Assuming for a moment that the higher percentage of legislators with public institution degrees is an indicator of the presence of class migrants, I would expect that to be a good thing. Class migrants may be less likely to take the American dream for granted. That is, they may realize that they have achieved a college education and thereby transcended class boundaries because of easier and less expensive access to public education. On the other hand, a higher percentage of class migrants could make for more conservative leanings if the class migrants take undue personal credit for their migration and fail to see how public institutions and structures—including higher education subsidized by public coffers—have facilitated it.
Another thing striking about where state legislators were educated is that—at least outside the northeast—the vast majority were educated within the states where they serve. This is a particularly marked trend in the South. Such a lack of geographic mobility suggests provincialism, which seems to me a great pity because it may inhibit state legislators from thinking outside the box—beyond “the way we’ve always done it”—about challenges. This is a topic I shall return to in my next post in this series, which will compare the education credentials of state lawmakers in states popularly thought of as rural with those from more urbanized states.

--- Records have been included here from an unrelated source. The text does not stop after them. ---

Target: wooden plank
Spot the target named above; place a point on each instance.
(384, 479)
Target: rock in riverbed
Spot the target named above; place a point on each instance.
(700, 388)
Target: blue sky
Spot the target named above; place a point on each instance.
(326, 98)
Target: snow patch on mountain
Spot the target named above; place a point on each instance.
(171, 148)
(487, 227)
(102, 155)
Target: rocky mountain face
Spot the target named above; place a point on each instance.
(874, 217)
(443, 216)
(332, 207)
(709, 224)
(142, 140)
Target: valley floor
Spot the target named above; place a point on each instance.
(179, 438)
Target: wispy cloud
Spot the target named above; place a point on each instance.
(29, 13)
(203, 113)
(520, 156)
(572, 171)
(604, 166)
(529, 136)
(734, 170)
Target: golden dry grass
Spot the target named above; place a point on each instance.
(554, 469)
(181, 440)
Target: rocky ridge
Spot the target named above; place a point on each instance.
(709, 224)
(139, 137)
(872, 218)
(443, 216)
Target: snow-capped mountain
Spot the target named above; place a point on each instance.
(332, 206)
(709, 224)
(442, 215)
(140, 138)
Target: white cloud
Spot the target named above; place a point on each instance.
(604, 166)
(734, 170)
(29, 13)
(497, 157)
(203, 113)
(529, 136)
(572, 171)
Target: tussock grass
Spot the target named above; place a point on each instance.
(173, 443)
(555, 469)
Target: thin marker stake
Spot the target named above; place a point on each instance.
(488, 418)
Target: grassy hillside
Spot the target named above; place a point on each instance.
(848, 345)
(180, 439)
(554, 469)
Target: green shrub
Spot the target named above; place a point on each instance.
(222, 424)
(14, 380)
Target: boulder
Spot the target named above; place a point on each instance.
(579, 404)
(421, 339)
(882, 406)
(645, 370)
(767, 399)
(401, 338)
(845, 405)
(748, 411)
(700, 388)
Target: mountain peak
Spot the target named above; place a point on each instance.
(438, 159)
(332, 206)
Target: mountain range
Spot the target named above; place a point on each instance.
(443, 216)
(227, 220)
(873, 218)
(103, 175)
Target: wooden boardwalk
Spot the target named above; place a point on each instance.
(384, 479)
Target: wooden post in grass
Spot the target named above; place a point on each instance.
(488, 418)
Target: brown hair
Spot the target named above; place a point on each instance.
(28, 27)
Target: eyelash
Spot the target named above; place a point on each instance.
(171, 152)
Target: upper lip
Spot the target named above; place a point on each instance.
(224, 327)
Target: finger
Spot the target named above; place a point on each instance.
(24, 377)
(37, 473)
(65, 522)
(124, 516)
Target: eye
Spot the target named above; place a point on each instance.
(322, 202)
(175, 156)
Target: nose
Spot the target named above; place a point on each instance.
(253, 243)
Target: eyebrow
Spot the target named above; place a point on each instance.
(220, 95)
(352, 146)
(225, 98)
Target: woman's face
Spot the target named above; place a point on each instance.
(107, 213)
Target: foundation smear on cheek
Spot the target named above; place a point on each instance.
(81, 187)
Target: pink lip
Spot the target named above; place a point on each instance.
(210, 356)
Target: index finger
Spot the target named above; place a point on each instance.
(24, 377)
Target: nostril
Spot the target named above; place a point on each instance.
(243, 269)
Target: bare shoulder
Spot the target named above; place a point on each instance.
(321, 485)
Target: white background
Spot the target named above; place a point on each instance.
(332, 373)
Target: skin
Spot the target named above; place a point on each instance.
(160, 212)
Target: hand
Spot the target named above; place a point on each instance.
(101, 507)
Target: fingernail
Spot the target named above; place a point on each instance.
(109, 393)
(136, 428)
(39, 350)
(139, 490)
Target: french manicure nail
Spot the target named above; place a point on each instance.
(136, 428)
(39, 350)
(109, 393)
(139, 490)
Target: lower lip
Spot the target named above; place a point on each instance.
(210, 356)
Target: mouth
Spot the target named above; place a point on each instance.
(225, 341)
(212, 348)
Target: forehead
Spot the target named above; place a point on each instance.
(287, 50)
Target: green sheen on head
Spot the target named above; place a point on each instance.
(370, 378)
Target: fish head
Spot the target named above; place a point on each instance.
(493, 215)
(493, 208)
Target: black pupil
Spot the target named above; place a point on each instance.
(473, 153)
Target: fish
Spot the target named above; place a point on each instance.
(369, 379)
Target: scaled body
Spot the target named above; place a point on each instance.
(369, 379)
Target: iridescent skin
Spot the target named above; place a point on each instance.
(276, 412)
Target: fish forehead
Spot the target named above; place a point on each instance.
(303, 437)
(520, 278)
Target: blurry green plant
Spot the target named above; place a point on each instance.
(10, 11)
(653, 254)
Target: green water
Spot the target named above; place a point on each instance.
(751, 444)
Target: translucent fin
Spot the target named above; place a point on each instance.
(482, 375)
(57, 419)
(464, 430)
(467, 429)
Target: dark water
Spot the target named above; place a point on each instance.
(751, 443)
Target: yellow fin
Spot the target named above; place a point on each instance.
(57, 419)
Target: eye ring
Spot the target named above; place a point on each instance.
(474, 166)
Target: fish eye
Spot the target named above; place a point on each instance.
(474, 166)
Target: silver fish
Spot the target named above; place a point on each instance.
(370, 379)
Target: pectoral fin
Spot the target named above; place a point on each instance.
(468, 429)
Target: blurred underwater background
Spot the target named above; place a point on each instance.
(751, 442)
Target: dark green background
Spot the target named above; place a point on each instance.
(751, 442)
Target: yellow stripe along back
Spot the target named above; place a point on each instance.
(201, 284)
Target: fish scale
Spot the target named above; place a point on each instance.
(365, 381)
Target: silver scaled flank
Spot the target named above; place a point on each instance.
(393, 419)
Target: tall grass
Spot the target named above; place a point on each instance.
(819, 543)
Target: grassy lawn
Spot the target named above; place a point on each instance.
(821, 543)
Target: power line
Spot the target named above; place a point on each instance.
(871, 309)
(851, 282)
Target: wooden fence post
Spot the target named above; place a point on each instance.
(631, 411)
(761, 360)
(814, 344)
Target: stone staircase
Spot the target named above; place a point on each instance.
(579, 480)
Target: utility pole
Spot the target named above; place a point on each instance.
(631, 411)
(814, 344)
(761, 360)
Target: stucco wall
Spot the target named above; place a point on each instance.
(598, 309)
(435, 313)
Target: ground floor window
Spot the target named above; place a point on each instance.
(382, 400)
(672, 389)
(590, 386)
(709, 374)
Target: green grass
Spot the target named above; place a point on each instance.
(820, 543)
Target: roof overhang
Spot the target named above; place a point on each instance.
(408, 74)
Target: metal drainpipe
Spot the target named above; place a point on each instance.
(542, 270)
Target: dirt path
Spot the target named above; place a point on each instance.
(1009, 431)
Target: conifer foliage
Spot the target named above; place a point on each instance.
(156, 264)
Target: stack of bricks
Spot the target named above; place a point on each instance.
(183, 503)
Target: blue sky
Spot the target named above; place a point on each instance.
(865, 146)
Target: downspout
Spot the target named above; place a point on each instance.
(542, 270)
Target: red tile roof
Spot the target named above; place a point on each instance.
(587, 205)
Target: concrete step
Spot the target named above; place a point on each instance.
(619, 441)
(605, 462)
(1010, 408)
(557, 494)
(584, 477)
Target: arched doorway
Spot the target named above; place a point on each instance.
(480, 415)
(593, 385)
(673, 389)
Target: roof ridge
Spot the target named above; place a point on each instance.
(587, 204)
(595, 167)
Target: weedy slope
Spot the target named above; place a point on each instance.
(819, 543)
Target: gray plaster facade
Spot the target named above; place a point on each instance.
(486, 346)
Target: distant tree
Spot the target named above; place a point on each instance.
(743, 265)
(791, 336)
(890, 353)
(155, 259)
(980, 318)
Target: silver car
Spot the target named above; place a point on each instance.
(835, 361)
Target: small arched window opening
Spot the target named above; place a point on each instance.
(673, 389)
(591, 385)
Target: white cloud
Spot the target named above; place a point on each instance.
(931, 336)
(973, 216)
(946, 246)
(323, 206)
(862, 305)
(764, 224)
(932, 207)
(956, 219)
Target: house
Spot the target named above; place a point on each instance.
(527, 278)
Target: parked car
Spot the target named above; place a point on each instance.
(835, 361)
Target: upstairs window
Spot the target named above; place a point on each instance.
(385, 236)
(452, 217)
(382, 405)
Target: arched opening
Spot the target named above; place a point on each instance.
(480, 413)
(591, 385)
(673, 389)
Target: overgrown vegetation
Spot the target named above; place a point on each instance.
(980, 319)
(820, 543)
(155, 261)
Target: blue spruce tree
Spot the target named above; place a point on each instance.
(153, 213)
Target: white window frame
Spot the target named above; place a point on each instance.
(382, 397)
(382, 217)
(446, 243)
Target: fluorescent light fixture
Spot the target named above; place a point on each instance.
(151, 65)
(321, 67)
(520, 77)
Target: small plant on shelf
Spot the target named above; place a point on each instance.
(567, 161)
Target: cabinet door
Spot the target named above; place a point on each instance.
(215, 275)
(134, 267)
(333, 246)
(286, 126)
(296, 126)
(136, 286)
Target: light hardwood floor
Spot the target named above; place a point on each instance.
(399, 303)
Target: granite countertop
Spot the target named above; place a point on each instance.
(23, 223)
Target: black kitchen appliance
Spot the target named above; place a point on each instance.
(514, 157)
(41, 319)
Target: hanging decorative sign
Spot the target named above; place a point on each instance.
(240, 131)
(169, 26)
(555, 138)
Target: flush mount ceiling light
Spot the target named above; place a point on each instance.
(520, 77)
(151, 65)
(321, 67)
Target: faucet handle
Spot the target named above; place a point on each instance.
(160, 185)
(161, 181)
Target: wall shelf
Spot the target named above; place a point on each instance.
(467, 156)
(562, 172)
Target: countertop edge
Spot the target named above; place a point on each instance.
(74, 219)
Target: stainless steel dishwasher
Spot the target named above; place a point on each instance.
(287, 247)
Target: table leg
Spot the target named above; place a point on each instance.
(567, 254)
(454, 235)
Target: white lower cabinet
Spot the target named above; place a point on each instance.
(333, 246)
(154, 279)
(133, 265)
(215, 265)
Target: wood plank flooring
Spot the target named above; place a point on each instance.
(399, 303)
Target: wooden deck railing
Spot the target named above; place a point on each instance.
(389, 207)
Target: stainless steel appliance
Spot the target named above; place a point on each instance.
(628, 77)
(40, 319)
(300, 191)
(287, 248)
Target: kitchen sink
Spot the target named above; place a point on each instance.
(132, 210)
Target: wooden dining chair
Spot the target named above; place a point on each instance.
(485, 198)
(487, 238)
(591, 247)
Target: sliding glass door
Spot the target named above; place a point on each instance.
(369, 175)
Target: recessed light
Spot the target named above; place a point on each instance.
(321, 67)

*The percentages shown in this table were calculated by adding, for each state, the number of legislators who attended a public institution with the number who attended a private institution and with “other” (which the Chronicle does not define), and turning each of those categories into a percentage of the total for that state. Showing these as a percentage is somewhat misleading because many lawmakers attended both public and private institutions and are therefore shown in both percentages. These percentages also are not perfectly consistent with those in the Chronicle’s charts, which do not compare public to private. The Chronicle’s percentages were presumably calculated by dividing the total number of legislators who attended a public institution by the total number who attended any tertiary education institution in the given state.